Zuerst muss man lernen "befreie dich von der eigenen Kraft". Sonst ist man wie einer, der im Auto gleichzeitig Gas gibt und bremst. Das Loslassen von einzelnen Muskelpartien ist etwas, das die wenigsten je kennen lernen und üben. Aber man braucht es im WT, drum gibt es Übungen wie das passive wegdrücken-lassen in den Bong.
Aus welcher Position heraus? Aus dem TanSao in den BongSao? Wenn Du das so tust, wie Du es hier beschreibst, wird es immer dazu führen, dass der BongSao nicht zustande kommt, ohne dass Du eine "rein kriegst". Der "passive" Bong entsteht NICHT durch Loslassen einzelner Muskelpartien, sondern durch AKTIVIERUNG anderer, zusätzlicher Muskelpartien, die das Lösen anderer Partien kompensieren. Das ist im Ergebnis zwar ein Nachgeben hinsichtlich der Bewegungsarbeit des Gegners, hinsichtlich des eigenen Verhaltens aber der Aufbau einer Bewegung, die im BongSao endet. Zwischen der Ausgangsposition und der Endposition BongSao MUSS zwingend eine Überführung stattfinden, die IMMER aktiv ist. Der "passive" Bong ist lediglich die "Vorstellung", nicht selbst Initiator zu sein, sondern die Bewegung des Angreifers "anzunehmen", nicht aber in dem Sinne, nachzugeben und so im Bong zu enden. "Vielleicht" wäre das möglich, wenn der Andere bewusst Deinen Bong beabsichtigt und seine Bewegung entsprechend so ausführt. Nur wäre das kein Angriff, sondern Tanz.
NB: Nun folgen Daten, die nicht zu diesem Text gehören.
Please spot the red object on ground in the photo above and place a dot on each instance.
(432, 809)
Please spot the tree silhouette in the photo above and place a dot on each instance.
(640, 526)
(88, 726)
Erst wenn man das kann, und sich selbst nicht im Weg steht, kann man dann noch zusätzlich die eigene Kraft hinzugeben und zwar dort, wo sie am meisten bewirkt.
Die eigene Kraft hinzufügen heißt nicht Addition, sondern sie innerhalb der Bewegung zu nutzen. In diesem Fall ist die eigene Kraft dazu zwingend notwendig, den Übergang zwischen Ausgangsposition und Bong zu sichern. Und WENN das Gegenüber seine Kraft dabei Deine Zentrallinie nicht kreuzend ansteuert, kommt Bong überhaupt nicht zustande, sondern - entsprechend der gegnerischen Kraftrichtung und Armgeometrie - etwas ganz anderes.